Flies buzzed by and the fan slowly blew through the room. As afternoon passed us by and my mom came to pick me up, I was quizzed. I had been awaiting this moment with bated breath, a chest full of anxiety and a need to vomit the words out before they’d dissolve. I succeeded.
I’m 24, almost 25 in 2 months. I was sitting in an uber, on my way to meet my friend at the airport. She had a layover in Mumbai before heading back on her way to the US. I should have been excited, but I was a mess instead. An impulsive decision to quit my last job without serving notice resulted in them threatening me with a legal notice. I had just received an email about this last night and couldn’t stop thinking about it. I kept checking my inbox and the strands of anxiety kept coiling tighter around my heart and throat.

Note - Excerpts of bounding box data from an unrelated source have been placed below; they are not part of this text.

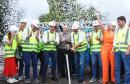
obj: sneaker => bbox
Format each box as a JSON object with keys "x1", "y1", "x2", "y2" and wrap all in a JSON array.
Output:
[
  {"x1": 51, "y1": 77, "x2": 58, "y2": 81},
  {"x1": 24, "y1": 79, "x2": 31, "y2": 84},
  {"x1": 12, "y1": 78, "x2": 18, "y2": 83},
  {"x1": 72, "y1": 74, "x2": 78, "y2": 79},
  {"x1": 33, "y1": 79, "x2": 40, "y2": 84},
  {"x1": 42, "y1": 79, "x2": 46, "y2": 83},
  {"x1": 89, "y1": 78, "x2": 97, "y2": 83},
  {"x1": 98, "y1": 78, "x2": 102, "y2": 83},
  {"x1": 7, "y1": 78, "x2": 14, "y2": 83},
  {"x1": 18, "y1": 76, "x2": 24, "y2": 81},
  {"x1": 78, "y1": 79, "x2": 84, "y2": 83}
]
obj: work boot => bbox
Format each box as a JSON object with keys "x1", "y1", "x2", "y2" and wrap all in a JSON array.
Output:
[
  {"x1": 89, "y1": 77, "x2": 97, "y2": 83},
  {"x1": 24, "y1": 79, "x2": 31, "y2": 84}
]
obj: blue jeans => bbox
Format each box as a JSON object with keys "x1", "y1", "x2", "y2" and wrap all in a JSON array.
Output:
[
  {"x1": 91, "y1": 51, "x2": 102, "y2": 78},
  {"x1": 85, "y1": 48, "x2": 91, "y2": 67},
  {"x1": 43, "y1": 51, "x2": 57, "y2": 79},
  {"x1": 115, "y1": 51, "x2": 130, "y2": 84},
  {"x1": 23, "y1": 52, "x2": 37, "y2": 79},
  {"x1": 17, "y1": 59, "x2": 24, "y2": 76},
  {"x1": 74, "y1": 51, "x2": 86, "y2": 80}
]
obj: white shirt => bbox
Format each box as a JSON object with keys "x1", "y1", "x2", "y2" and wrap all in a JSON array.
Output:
[{"x1": 42, "y1": 30, "x2": 59, "y2": 44}]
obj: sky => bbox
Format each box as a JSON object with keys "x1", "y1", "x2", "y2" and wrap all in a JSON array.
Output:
[
  {"x1": 78, "y1": 0, "x2": 130, "y2": 21},
  {"x1": 17, "y1": 0, "x2": 49, "y2": 21}
]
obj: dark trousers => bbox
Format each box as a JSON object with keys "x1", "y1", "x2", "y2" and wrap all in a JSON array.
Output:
[
  {"x1": 16, "y1": 59, "x2": 24, "y2": 76},
  {"x1": 23, "y1": 52, "x2": 37, "y2": 79},
  {"x1": 57, "y1": 49, "x2": 75, "y2": 77},
  {"x1": 37, "y1": 51, "x2": 44, "y2": 75},
  {"x1": 43, "y1": 51, "x2": 57, "y2": 80}
]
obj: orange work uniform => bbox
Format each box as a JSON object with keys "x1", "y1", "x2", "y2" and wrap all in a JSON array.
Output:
[{"x1": 101, "y1": 30, "x2": 115, "y2": 84}]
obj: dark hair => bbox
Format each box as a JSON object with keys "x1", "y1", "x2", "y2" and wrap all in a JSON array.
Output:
[
  {"x1": 7, "y1": 31, "x2": 11, "y2": 41},
  {"x1": 117, "y1": 16, "x2": 126, "y2": 23}
]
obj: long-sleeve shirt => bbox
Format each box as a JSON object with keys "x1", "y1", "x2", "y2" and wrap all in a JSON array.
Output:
[
  {"x1": 71, "y1": 30, "x2": 86, "y2": 44},
  {"x1": 59, "y1": 32, "x2": 72, "y2": 50},
  {"x1": 113, "y1": 26, "x2": 130, "y2": 47},
  {"x1": 42, "y1": 30, "x2": 59, "y2": 44}
]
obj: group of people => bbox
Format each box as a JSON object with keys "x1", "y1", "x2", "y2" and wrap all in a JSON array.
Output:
[{"x1": 3, "y1": 13, "x2": 130, "y2": 84}]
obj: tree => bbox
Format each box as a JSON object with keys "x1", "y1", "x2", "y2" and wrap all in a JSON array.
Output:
[{"x1": 40, "y1": 0, "x2": 95, "y2": 22}]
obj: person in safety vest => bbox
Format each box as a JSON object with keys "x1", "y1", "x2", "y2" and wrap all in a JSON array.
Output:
[
  {"x1": 43, "y1": 21, "x2": 59, "y2": 83},
  {"x1": 89, "y1": 20, "x2": 102, "y2": 82},
  {"x1": 37, "y1": 28, "x2": 44, "y2": 76},
  {"x1": 22, "y1": 21, "x2": 39, "y2": 83},
  {"x1": 3, "y1": 25, "x2": 18, "y2": 83},
  {"x1": 71, "y1": 22, "x2": 87, "y2": 83},
  {"x1": 113, "y1": 16, "x2": 130, "y2": 84},
  {"x1": 16, "y1": 18, "x2": 27, "y2": 80},
  {"x1": 96, "y1": 12, "x2": 116, "y2": 84},
  {"x1": 57, "y1": 24, "x2": 74, "y2": 78}
]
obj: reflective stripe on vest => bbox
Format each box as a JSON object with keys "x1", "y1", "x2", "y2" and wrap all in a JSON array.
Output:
[
  {"x1": 22, "y1": 32, "x2": 37, "y2": 52},
  {"x1": 73, "y1": 31, "x2": 88, "y2": 52},
  {"x1": 37, "y1": 42, "x2": 44, "y2": 53},
  {"x1": 4, "y1": 36, "x2": 17, "y2": 58},
  {"x1": 44, "y1": 32, "x2": 57, "y2": 51},
  {"x1": 91, "y1": 31, "x2": 101, "y2": 51},
  {"x1": 115, "y1": 28, "x2": 129, "y2": 52}
]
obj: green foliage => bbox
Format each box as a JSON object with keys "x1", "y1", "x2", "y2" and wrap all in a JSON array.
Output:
[{"x1": 40, "y1": 0, "x2": 95, "y2": 22}]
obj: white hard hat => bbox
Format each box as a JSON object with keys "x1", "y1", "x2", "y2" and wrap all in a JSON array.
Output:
[
  {"x1": 32, "y1": 20, "x2": 39, "y2": 27},
  {"x1": 49, "y1": 21, "x2": 56, "y2": 26},
  {"x1": 92, "y1": 20, "x2": 99, "y2": 26},
  {"x1": 9, "y1": 25, "x2": 19, "y2": 32},
  {"x1": 72, "y1": 22, "x2": 79, "y2": 29},
  {"x1": 20, "y1": 18, "x2": 27, "y2": 22},
  {"x1": 111, "y1": 21, "x2": 117, "y2": 26}
]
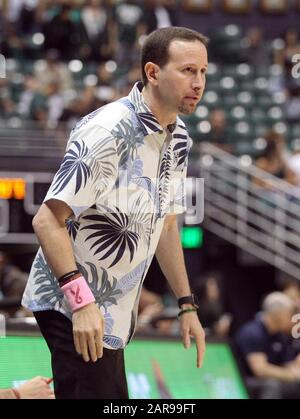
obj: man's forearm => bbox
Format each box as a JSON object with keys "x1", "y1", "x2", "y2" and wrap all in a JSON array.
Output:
[{"x1": 155, "y1": 216, "x2": 191, "y2": 298}]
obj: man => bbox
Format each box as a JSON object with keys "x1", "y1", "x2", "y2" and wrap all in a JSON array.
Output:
[
  {"x1": 0, "y1": 377, "x2": 55, "y2": 399},
  {"x1": 236, "y1": 292, "x2": 300, "y2": 399},
  {"x1": 23, "y1": 27, "x2": 207, "y2": 398}
]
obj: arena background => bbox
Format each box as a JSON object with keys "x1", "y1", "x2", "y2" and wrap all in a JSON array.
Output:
[{"x1": 0, "y1": 0, "x2": 300, "y2": 398}]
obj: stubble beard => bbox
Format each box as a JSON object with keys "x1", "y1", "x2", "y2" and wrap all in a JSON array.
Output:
[{"x1": 178, "y1": 102, "x2": 197, "y2": 115}]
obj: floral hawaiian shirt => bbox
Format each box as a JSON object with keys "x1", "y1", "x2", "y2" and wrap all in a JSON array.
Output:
[{"x1": 22, "y1": 82, "x2": 191, "y2": 349}]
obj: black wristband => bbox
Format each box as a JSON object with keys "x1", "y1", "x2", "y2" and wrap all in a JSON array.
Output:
[
  {"x1": 178, "y1": 294, "x2": 199, "y2": 308},
  {"x1": 58, "y1": 269, "x2": 80, "y2": 285}
]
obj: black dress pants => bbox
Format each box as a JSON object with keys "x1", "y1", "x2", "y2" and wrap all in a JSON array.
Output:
[{"x1": 34, "y1": 310, "x2": 128, "y2": 399}]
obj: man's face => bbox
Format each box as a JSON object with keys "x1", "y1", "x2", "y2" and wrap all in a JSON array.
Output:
[{"x1": 157, "y1": 40, "x2": 208, "y2": 114}]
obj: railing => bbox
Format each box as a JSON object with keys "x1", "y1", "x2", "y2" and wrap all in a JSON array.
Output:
[{"x1": 200, "y1": 143, "x2": 300, "y2": 279}]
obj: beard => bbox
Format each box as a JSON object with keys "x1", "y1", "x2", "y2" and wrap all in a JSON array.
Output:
[{"x1": 178, "y1": 101, "x2": 198, "y2": 115}]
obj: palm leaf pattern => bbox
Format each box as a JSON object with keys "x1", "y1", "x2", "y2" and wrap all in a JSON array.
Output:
[
  {"x1": 71, "y1": 108, "x2": 103, "y2": 136},
  {"x1": 66, "y1": 218, "x2": 80, "y2": 242},
  {"x1": 53, "y1": 141, "x2": 91, "y2": 194},
  {"x1": 77, "y1": 262, "x2": 122, "y2": 311},
  {"x1": 158, "y1": 146, "x2": 173, "y2": 217},
  {"x1": 82, "y1": 207, "x2": 139, "y2": 268},
  {"x1": 34, "y1": 254, "x2": 64, "y2": 306},
  {"x1": 112, "y1": 116, "x2": 144, "y2": 168}
]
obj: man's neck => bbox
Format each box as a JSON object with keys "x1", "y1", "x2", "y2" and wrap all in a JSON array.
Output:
[{"x1": 142, "y1": 87, "x2": 177, "y2": 128}]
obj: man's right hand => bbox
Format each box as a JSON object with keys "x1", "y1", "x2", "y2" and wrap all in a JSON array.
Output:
[{"x1": 72, "y1": 303, "x2": 104, "y2": 362}]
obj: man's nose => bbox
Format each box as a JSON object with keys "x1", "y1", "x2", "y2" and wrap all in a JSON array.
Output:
[{"x1": 193, "y1": 75, "x2": 204, "y2": 91}]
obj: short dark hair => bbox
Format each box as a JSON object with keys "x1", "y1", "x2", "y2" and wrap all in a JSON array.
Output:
[{"x1": 141, "y1": 26, "x2": 209, "y2": 85}]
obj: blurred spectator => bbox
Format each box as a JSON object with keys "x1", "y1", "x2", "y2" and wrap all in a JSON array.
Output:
[
  {"x1": 59, "y1": 86, "x2": 104, "y2": 127},
  {"x1": 34, "y1": 49, "x2": 73, "y2": 92},
  {"x1": 144, "y1": 0, "x2": 178, "y2": 34},
  {"x1": 0, "y1": 251, "x2": 27, "y2": 300},
  {"x1": 235, "y1": 292, "x2": 300, "y2": 399},
  {"x1": 195, "y1": 273, "x2": 232, "y2": 337},
  {"x1": 288, "y1": 141, "x2": 300, "y2": 186},
  {"x1": 96, "y1": 63, "x2": 117, "y2": 104},
  {"x1": 255, "y1": 130, "x2": 296, "y2": 189},
  {"x1": 113, "y1": 0, "x2": 146, "y2": 68},
  {"x1": 0, "y1": 79, "x2": 17, "y2": 119},
  {"x1": 280, "y1": 277, "x2": 300, "y2": 313},
  {"x1": 0, "y1": 377, "x2": 55, "y2": 399},
  {"x1": 206, "y1": 108, "x2": 232, "y2": 152},
  {"x1": 44, "y1": 82, "x2": 64, "y2": 128},
  {"x1": 43, "y1": 4, "x2": 80, "y2": 60},
  {"x1": 137, "y1": 287, "x2": 164, "y2": 331},
  {"x1": 17, "y1": 75, "x2": 39, "y2": 120},
  {"x1": 274, "y1": 28, "x2": 300, "y2": 66},
  {"x1": 116, "y1": 64, "x2": 141, "y2": 97},
  {"x1": 244, "y1": 27, "x2": 270, "y2": 66}
]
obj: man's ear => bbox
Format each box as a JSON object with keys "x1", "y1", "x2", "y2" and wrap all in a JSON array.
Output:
[{"x1": 145, "y1": 61, "x2": 159, "y2": 86}]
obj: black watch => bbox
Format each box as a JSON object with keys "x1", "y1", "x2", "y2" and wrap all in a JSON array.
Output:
[{"x1": 178, "y1": 294, "x2": 199, "y2": 308}]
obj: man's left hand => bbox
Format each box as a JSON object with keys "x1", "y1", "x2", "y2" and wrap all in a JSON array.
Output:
[{"x1": 180, "y1": 312, "x2": 205, "y2": 368}]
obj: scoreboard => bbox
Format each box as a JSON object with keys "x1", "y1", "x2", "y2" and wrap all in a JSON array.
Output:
[{"x1": 0, "y1": 171, "x2": 54, "y2": 244}]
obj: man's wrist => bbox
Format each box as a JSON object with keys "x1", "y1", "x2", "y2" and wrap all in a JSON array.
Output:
[{"x1": 177, "y1": 294, "x2": 199, "y2": 309}]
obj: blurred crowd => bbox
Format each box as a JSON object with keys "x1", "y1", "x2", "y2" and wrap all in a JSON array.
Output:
[{"x1": 0, "y1": 0, "x2": 300, "y2": 398}]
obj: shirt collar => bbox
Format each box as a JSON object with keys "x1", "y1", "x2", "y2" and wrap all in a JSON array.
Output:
[{"x1": 128, "y1": 82, "x2": 178, "y2": 134}]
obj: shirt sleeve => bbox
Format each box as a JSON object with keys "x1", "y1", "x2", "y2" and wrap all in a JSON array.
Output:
[
  {"x1": 44, "y1": 124, "x2": 118, "y2": 218},
  {"x1": 237, "y1": 330, "x2": 266, "y2": 357},
  {"x1": 169, "y1": 138, "x2": 193, "y2": 215}
]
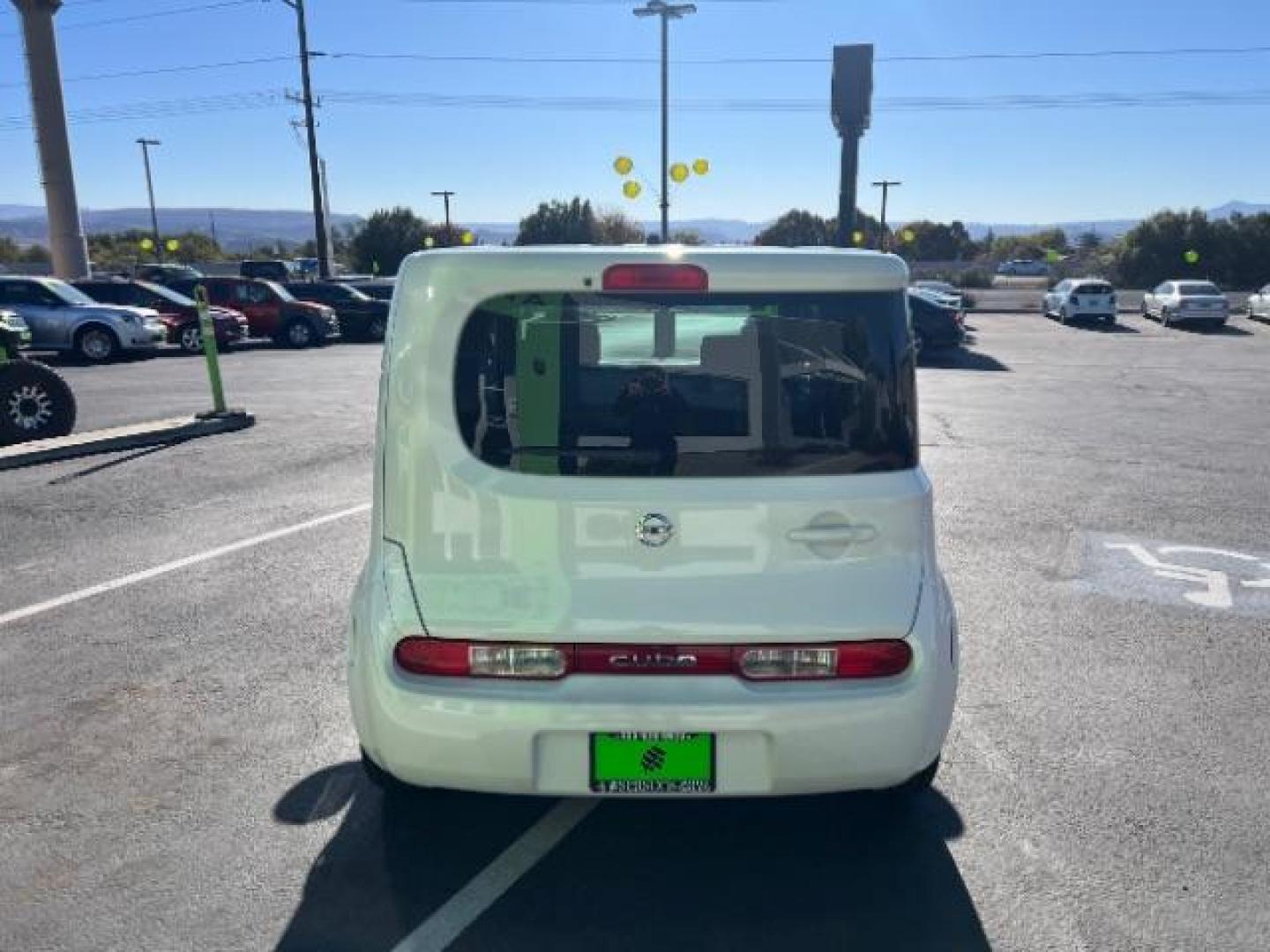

To distract myself, I started to scroll through twitter and stopped at this unremarkable post by a movie quotes account. It was a dialogue straight from Dune,
“I must not fear.
Fear is the mind-killer.
Fear is the little-death that brings total obliteration.
I will face my fear.
I will permit it to pass over me and through me.
And when it has gone past, I will turn the inner eye to see its path.
Where the fear has gone there will be nothing.
Only I will remain.
- Litany Against Fear, Dune”
I remember just pausing at this post and then, for the first time since I was 12, started memorizing it. I read the first line, then the 2nd and the 3rd, and paused. Closed my eyes like someone would soon test me on it and started repeating the words in my head. I didn’t try very hard to perceive the meaning behind it, though I doubt that would’ve been a very difficult task, but I was too focused on memorizing it as plainly as I could. Slowly, softly, I repeated the final line, “Only I will remain” and I almost laughed out loud. I did it. While this absurd exercise didn’t soothe the anxiety or, well, kill the fear, it did take me back to when I was a kid, feeling the same feelings for the same impulsive things I did at a smaller scale. It gave me relief for a few minutes.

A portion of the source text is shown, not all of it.